Before we dive into Christmas and New Year, before we leave this godforsaken year behind and only speak ill of it, if we speak of it at all, the Rude Pundit wants to show himself that it wasn't all terrible, that there were moments, culturally, of great beauty, of cathartic intensity, of sublime emotion. Amid all the terrible news, one can still find grace:
1. In a single day in April, at the Brooklyn Museum, you could go into one area and see the amazing, passionate protest works of "Witness: Art and Civil Rights in the Sixties." Then you could head into the atrium and be overwhelmed by "Submerged Motherlands," enormous works by the artist Swoon that exist in a world after the flood - Katrina, Sandy, the 2004 tsunami, or the next one. And then you could wander the rest of museum and see a career-spanning exhibit of the Chinese dissident and art celebrity Ai Weiwei in all his provocative, frustrating, and occasionally beautiful glory. That was one hell of an afternoon of art.
2. The Rude Pundit is still regularly listening to Lost in the Dream by the War on Drugs months after its release. It's a late night ride out of cities and into deserts and then back again, light and stars and light again. Deeply melodic, sometimes meandering, sometimes hook-filled, the band creates a rarity in the time of Spotify random playlists: a cohesive album that gets better the more you listen. But if you want to fill your speakers with great cuts, you should add "Miss Teen Massachusetts" by Skaters and "Eyes of the Muse" by King Tuff.
3. The moment in the Soho Rep's production of Branden Jacobs-Jenkins' An Octoroon when a black actor in white face abused a Latino actor in black face and a white actor in red face (as in "redskin") was subversive, hilarious, and confrontational, especially when the Rude Pundit looked around at the nearly all-white audience laughing at jokes about slavery. It's going to be remounted at the Theatre for a New Audience in Brooklyn in February and March. If you live up here or you're gonna be visiting, get your tickets. (Famous people performances that hit hard in plays the Rude Pundit has always wanted to see live: Holly Hunter and Bill Pullman as fucked-up versions of Ozzie and Harriet in David Rabe's classic Sticks and Bones; and Michael Shannon desperately trying to come up with meaning for life and death in the half-hour monologue that ends Eugene Ionesco's The Killer.)

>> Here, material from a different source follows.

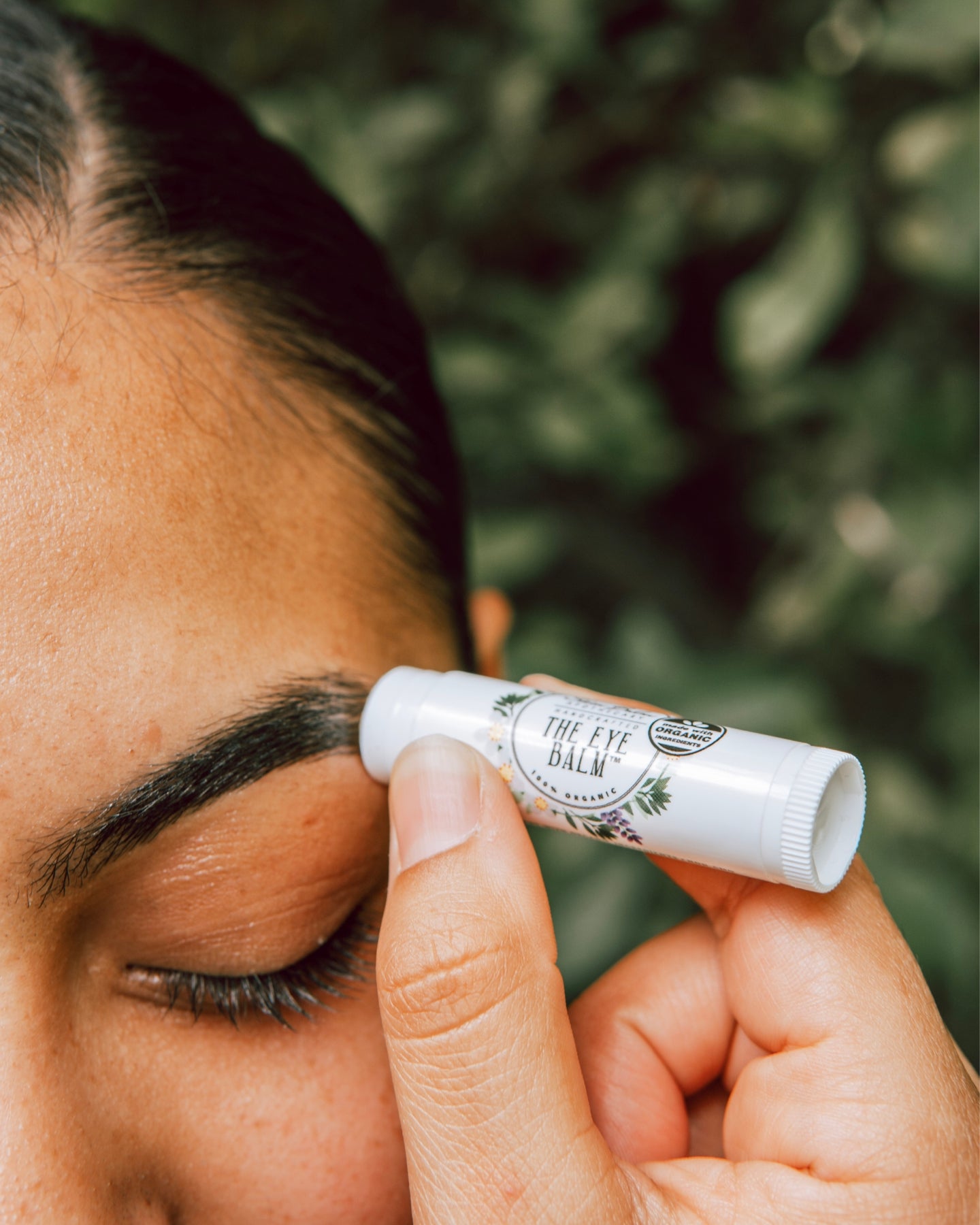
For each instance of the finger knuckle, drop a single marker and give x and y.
(448, 974)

4. Yeah, Jack White's nearly three-hour performance at the Bonnaroo Music Festival was insane and great and epic. But at one of the smaller stages the day before, the Cloud Nothings tore everyone's fucking face off with blistering, thrashing bass and guitar, savage drumming, and yowling vocals, with a frenzied, moshing crowd urging them on. It was cathartic rock and roll, as intense and sweaty and perfect a show as you could hope for surrounded by filthy kids in a stinking tent in a big, open field. (Runner-up insane moment: Matt Shultz of Cage the Elephant climbing to the high balcony of Terminal 5 in New York City and swan-diving into the crowd.)
5. Broad City said everything that Girls is trying to say but does it by making you laugh your stoned ass off and not want to throw your remote at the TV. Silicon Valley was Big Bang Theory with writers who give a shit about more than selling "Bazinga" shirts. BoJack Horseman was one of the most satisfying long-games on TV. You have to make it halfway through the season before you realize "Holy crap, this isn't just about funny anthropomorphic animals. It's about deep sadness. And funny anthropomorphic animals." Also, it's got the best theme song on TV.
6. Nothing this year matched the sheer intensity of the film Whiplash, in which teacher J.K. Simmons abuses greatness out of drummer Miles Teller. No action film was more thrilling, no horror film was more frightening, and no ending was better. In fact, the last ten minutes of the movie may turn out to be one of the great scenes in movie history, a visceral, morally complex vision of what it takes to make music. You left the theatre feeling exhausted and ready to do anything to create art, even bleed. (Runner-up: The Babadook, which was about dread and depression manifested as a creepy-ass monster.)